This post has taken me a long time to finish. I’ve been away from my blog and from my inner writing for some time now. What I’m sharing here comes deep from within my heart and my sorrow.
I lost a friend recently.
We were classmates in Grad School, at AFI. We hadn’t seen each other in a long time, and his passing has moved many things within me. I wish I had been closer, had a chance to get to know him better. He was a free soul. A talented cinematographer. Full of life. Incredibly charismatic. We were classmates in grad school. We never worked together nor used to hang out much, but he was always a friend, ready with a smile and something nice to say. I haven’t seen my friends from grad school in a long time. I still keep in touch and see a handful of them, but life ends up getting in the way. We live far away. Or we all have families, responsibilities, jobs… mainly, what I find is that there’s always an excuse, and this loss has made me realize something about me: I tend to keep my distance and never grow roots.
My life up to my mid twenties had been a series of opened and closed chapters, with very few overlaps. A gypsy-like life as a child, with divorced parents that moved around a lot, made me adaptable; I never got too attached to anything or anyone, as things and people never stayed long enough. I never got too involved, because I didn’t want to hurt with the loss. But with that came another thing I’m realizing now: I never learned how to stay. I have a hard time coming up with ways to cultivate, and nurture and raise relationships – not with family, but with friends. My only constant throughout the years, through thick and thin, has been my family – first the one that raised me, now the one I’ve made.
Today I have kids of my own, and that has given me a very different perspective in life – both in regards of what I want for my children, as well as looking back at my own childhood. I adapted and was “flexible” during my formative years. But I was always yearning for stability and permanence. In truth, I never quite managed to embrace flexibility fully, but I was also never quite committed to a life of sedentary routine. In the clash of both extremes, I feel I somehow diluted myself. I have a need to belong, and instead, I float.
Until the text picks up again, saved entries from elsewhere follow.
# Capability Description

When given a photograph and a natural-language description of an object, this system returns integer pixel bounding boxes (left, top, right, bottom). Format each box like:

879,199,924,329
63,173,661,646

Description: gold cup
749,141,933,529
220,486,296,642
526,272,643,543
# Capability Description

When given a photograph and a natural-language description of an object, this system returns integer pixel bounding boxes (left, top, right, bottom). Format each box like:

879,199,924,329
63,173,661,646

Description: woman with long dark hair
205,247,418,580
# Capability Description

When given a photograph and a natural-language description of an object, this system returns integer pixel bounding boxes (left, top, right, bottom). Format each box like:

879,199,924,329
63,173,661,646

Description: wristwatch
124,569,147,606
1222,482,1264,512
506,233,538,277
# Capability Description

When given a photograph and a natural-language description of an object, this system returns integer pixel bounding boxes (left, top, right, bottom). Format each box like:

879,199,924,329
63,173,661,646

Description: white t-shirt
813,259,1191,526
My friend did embrace to the fullest both flexibility and extremes. Being at his memorial, and listening to people who knew him a lot closer, made that very clear to me. He could be in a film set with hundreds of people and a large budget, or he could be running around the world (most literally) with the camera to his shoulder, the director and the soundman, and that’s it. Sometimes I wish I had such a capability for chasing my passion like that — but then I see my children, and feel they need stability and a solid ground to grow, so that later on in life they can chose to fly… or stay.
These have been a couple of weird months for me. Lot’s of emotions have been coursing through me, and I’ve been trying to reinvent myself and find a little more focus on what I want to do and how. Losing someone my same age made me realize how fleeting time is, and how important it is to make every second count. Now I chose to stay, but I’ll forever need to let my imagination soar.